Justice Cobb added, "The need for pro bono representation is so great. If it were not for Cumberland School of Law's outstanding student externs, I am not sure what we would have done. Cumberland externs visited our clients in prison, obtained health and institutional records, crafted arguments they will make at future parole hearings, and researched a number of issues crucial to our success. Advocating for 'the least, the last, and the lost' can be a very meaningful experience. Redemption Earned staff and clients will be eternally grateful for their hard work this semester. “
At Cumberland School of Law, work to help the lost does not end here. The law school’s service-oriented mission supports this work that will continue through programs such as its externship, clinic, public interest programs, and more.
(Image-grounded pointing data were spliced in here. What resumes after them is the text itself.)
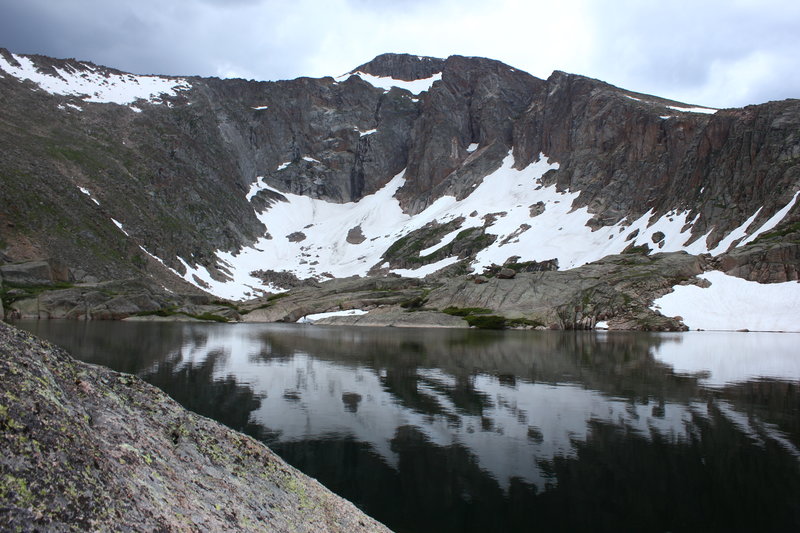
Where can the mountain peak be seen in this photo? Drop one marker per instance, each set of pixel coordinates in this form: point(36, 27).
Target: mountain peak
point(404, 67)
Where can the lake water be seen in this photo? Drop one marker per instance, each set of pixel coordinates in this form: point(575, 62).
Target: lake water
point(464, 430)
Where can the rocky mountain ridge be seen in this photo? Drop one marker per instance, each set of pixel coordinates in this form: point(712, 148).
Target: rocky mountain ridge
point(406, 165)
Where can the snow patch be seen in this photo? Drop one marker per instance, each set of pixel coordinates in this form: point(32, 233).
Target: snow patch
point(414, 87)
point(93, 84)
point(732, 304)
point(719, 359)
point(559, 232)
point(705, 110)
point(119, 225)
point(89, 194)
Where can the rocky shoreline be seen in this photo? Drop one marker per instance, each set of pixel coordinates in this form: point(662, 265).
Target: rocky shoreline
point(85, 448)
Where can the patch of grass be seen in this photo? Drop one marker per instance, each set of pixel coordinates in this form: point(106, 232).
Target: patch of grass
point(522, 322)
point(171, 311)
point(416, 303)
point(486, 321)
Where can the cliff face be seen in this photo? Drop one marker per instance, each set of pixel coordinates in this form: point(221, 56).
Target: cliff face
point(86, 448)
point(121, 176)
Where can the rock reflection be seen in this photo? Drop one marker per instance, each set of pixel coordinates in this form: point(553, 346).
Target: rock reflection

Emily Bonds Davey, director of the Externship Program, said, “Our students learn best by doing and our externship program is a great way for them to get experience working in real-world situations. We are grateful for the partnership with Redemption Earned which allows the students to learn to become great advocates while helping our community, and we look forward to offering chances for our students to work with them each semester.”
Samford is a leading Christian university offering undergraduate programs grounded in the liberal arts with an array of nationally recognized graduate and professional schools. Founded in 1841, Samford is the 87th-oldest institution of higher learning in the United States. Samford enrolls 5,791 students from 49 states, Puerto Rico and 16 countries in its 10 academic schools: arts, arts and sciences, business, divinity, education, health professions, law, nursing, pharmacy and public health. Samford fields 17 athletic teams that compete in the tradition-rich Southern Conference and ranks 6th nationally for its Graduation Success Rate among all NCAA Division I schools.